Renaissance Porto Lapa Hotel, um refúgio urbano com vista panorâmica

Renaissance Porto Lapa Hotel (Fotografia de Maria João Gala/GI)
O Renaissance Porto Lapa Hotel, recente adição à hotelaria de luxo da cidade, quer ser o ponto de partida para a sua descoberta, abrindo-lhe também as portas para que entre. No terraço, junto à piscina infinita, há um bar panorâmico, com cocktails de partilha.

O primeiro hotel Renaissance em Portugal – pertencente ao portefólio Marriott – instalou-se na zona da Lapa, a olhar o Porto do alto. No quinto piso, a panorâmica alcança desde a Igreja da Lapa, a dois passos, até à Ponte da Arrábida, Casa da Música e, em dias de céu limpo, um vislumbre do mar. O hotel quer ser o ponto de partida para a descoberta da cidade, abrindo-lhe também as portas para que entre. Daí que o Rooftop Bar, na cobertura, junto à piscina infinita debruçada sobre o horizonte da cidade – os seus 17 metros de comprimento com água aquecida são um convite a mergulhos com vista durante todo o ano -, sirva tanto hóspedes como visitantes. Todos os dias, a partir das 17 horas, o terraço abre ao público com um menu de bebidas e snacks, como as amêijoas à Bulhão Pato, tacos e sashimi, tudo em versão de partilha, incluindo alguns cocktails, que são servidos em jarros para a mesa toda. Até ao final do verão, a experiência é enriquecida com noites de música, às sextas e sábados.

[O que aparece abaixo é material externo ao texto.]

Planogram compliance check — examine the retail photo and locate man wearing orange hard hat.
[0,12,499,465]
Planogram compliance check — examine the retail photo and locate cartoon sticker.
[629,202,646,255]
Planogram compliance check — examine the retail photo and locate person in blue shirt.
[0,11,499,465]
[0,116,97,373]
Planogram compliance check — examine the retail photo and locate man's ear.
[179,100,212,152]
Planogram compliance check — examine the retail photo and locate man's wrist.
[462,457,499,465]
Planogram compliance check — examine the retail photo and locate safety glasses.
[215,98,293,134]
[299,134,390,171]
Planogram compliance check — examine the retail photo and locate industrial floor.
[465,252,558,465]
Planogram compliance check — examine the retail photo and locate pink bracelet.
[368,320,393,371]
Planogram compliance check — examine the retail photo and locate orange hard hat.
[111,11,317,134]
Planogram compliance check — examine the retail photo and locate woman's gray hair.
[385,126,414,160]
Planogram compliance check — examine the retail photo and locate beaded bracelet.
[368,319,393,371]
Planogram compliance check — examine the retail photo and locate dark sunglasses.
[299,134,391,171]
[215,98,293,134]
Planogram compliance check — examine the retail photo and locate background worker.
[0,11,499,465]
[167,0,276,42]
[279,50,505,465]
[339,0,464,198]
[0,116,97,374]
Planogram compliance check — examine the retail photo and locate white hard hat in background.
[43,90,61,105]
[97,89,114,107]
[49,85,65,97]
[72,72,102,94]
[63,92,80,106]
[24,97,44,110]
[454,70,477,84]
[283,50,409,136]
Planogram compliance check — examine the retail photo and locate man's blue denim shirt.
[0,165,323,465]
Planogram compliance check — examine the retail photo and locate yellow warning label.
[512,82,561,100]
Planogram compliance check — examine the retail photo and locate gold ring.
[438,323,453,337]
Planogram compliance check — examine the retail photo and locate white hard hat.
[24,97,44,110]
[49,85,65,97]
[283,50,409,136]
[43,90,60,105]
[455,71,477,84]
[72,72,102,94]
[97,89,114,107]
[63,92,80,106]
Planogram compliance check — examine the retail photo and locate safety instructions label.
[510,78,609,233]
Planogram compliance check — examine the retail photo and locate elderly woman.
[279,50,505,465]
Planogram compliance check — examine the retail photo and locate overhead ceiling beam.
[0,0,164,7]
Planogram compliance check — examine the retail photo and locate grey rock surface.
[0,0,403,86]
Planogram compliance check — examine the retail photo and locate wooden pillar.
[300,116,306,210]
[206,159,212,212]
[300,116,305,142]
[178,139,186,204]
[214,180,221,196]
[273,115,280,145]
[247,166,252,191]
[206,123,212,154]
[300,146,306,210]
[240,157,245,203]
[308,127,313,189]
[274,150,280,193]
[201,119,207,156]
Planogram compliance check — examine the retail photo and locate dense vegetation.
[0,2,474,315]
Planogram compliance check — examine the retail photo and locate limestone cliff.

Renaissance Porto Lapa Hotel (Fotografia de Maria João Gala/GI)

Renaissance Porto Lapa Hotel (Fotografia de Maria João Gala/GI)

 

Para uma oferta gastronómica mais robusta basta descer ao piso térreo, onde o bar e o restaurante do Renaissance confluem numa sala ampla com janelões que o enchem de luz natural e deixam olhar a cidade, mais uma vez. Aos cocktails de assinatura, que são autênticas “experiências multissensoriais” (diz Lúcia Sousa, responsável de marketing do hotel), junta-se um punhado de obras de arte que dão vida ao espaço: as instalações de Pedrita Studio e Isabel Mello, e uma peça feita de ferro ondulado e luzes néon do artista alemão Clemens Behr.

Renaissance Porto Lapa Hotel (Fotografia de Maria João Gala/GI)

Renaissance Porto Lapa Hotel (Fotografia de Maria João Gala/GI)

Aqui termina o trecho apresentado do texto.